I also made bad food choices and therefore didn’t eat enough and therefore felt terrible for a significant portion of the trip. Turns out I hate sugar while hiking so all that candy was dead weight. This year I discovered dehydrated hummus and rediscovered naan (the ultimate dry hiking food). I’ve found I need to eat a big meal in the morning, so now I live by the Mountain House scrambled eggs with bacon. Seriously, hot breakfast is the new hot dinner. For me anyway. At the end of a long day I’m too tired to eat enough. Turns out all I want then is beer, the worst weight/calorie ratio possible except maybe celery. I’ve learned what I’ll actually eat on the trail: cured salami, hummus, naan, olive chips and the mint chocolate Cliff bars which are the only sugar I bring. The olive chips were really annoying to pack though, because I always put them on the very top so they wouldn’t get smashed which meant they were in the way any time I wanted to get anything out of my pack. I think this time I’ll just resign myself to chip dust sprinkled on my hummus…
Last year I had to cut out of Section J a day early for Ned and so, this year, he is not invited. Sorry Ned.

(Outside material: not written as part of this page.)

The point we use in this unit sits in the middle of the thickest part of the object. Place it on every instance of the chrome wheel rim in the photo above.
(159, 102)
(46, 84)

The trail is too steep and rocky for his feet and I don’t want to worry about him overheating when I’m trying to do a seventeen mile day. There are some hikes where a dog is better left at home. I’m also giving myself an extra day, six instead of five. It was a hard choice to make. There’s still a part of my brain that tells me this is failure, that I set out to do this in five days, but I try to tell that part of my head to shut the fuck up. I say that lovingly. That’s the part of my personality that challenges me to do more, but it sometimes needs to chill out. There’s more to hiking than miles in a day. I want time to reflect, to breathe. I’m learning to respect my limits, to take care of myself. It’s been a difficult lesson, but one that I needed. School of life, right?
I’ve learned a few things. I’ve gotten rid of some unnecessary baggage. I’m made some tough choices that will, hopefully, make my trip a little better. This is all starting to feel like a big life metaphor. It is, I guess. I’m not just going back to Section J. I’m going forward too.